Still, even while some of these hands to the face fouls aren’t preventable or are just straight up blown calls, there are coaching points for these players on both sides of the ball. 

“You just gotta watch the release of that receiver, keep (your) eyes down,” cornerbacks coach Deshea Townsend said. “Sometimes it’s incidental when a guy ducks his head, but you gotta focus on putting your eyes where they should be and that’ll force him to keep his hands down.”

So that’s the coaching point for Amukamara, at least. For Rodgers’ defensive linemen and Ted Monachino’s outside linebackers, it’s similarly all about hand placement. 

Rodgers said a lot of the rushes he teaches his players involve hand strikes near an offensive lineman’s armpit, which if executed correctly won’t allow for the possibility of a hands to the face penalty. And for guys like Mack, Monachino said they need to be aware of keeping their hands more toward the middle of a lineman’s numbers and not anywhere higher near the collar or facemask. 

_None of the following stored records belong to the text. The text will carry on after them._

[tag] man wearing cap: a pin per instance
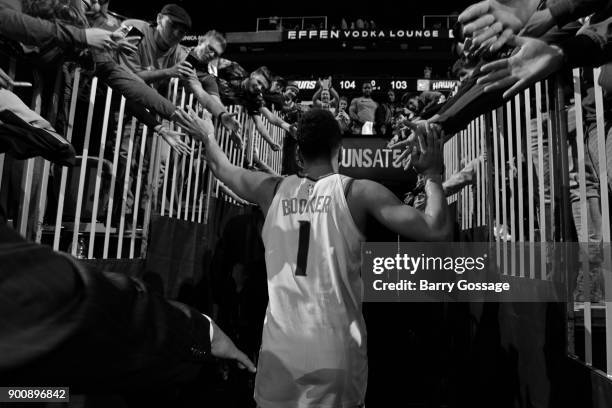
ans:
(160, 56)
(238, 87)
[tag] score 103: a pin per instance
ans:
(351, 84)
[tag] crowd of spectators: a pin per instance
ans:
(503, 47)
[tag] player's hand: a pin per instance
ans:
(173, 138)
(532, 60)
(101, 39)
(223, 347)
(495, 19)
(427, 157)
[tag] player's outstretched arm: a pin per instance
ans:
(253, 186)
(433, 224)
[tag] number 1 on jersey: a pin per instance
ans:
(303, 244)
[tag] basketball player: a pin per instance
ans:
(313, 351)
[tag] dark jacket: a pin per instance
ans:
(62, 322)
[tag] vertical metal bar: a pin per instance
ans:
(541, 179)
(173, 94)
(42, 200)
(126, 188)
(1, 166)
(64, 176)
(190, 167)
(512, 162)
(605, 215)
(94, 212)
(79, 203)
(477, 173)
(28, 174)
(470, 189)
(519, 165)
(197, 190)
(530, 192)
(462, 192)
(136, 208)
(504, 164)
(177, 161)
(111, 194)
(152, 188)
(496, 174)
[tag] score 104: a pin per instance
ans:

Because while the second of the hands to the face penalties called on Flowers was admitted as a blown call by NFL VP of operations Troy Vincent, his hand was close enough to left tackle David Bakhtiari’s face that a blown call became a possibility based on what he’s coached to do. 

“As a protector, they’re taught to keep their face out,” Monachino explained. “So as he’s getting driven back, he’s got his head back so he can do that. From the side, that doesn’t look very good, right? But that pass rusher, Flowers, he wasn’t the reason that his head was back. It was because David Bakhtiari is a good player. He wants to get his face out of there so he can have a chance to recover.”

So it wasn’t like Bakhtiari flopped or sold the penalty like he was suited up for Manchester United and not the Green Bay Packers. But with the NFL making hands to the face a point of emphasis in 2019, anything that looks remotely like it is liable to be called. 

Monachino said he’ll use those two calls against Flowers as coaching points this week, not to remind them of how sub-optimal the league’s officiating has come across this year, but to remind his players of where their hands need to be to make sure officiating mistakes don’t happen, let alone reasonably-called penalties. 

And at some point, the Bears’ string of hands to the face penalties aren’t just on the officiating crews calling their games or random bad luck. They’re on the coaches and players for not getting the league’s message that anything contact close to an opponent’s face isn’t acceptable. 

“Those are judgements now,” Hiestand said. “Their eyes are on that a little bit, so we've got to do a better job.”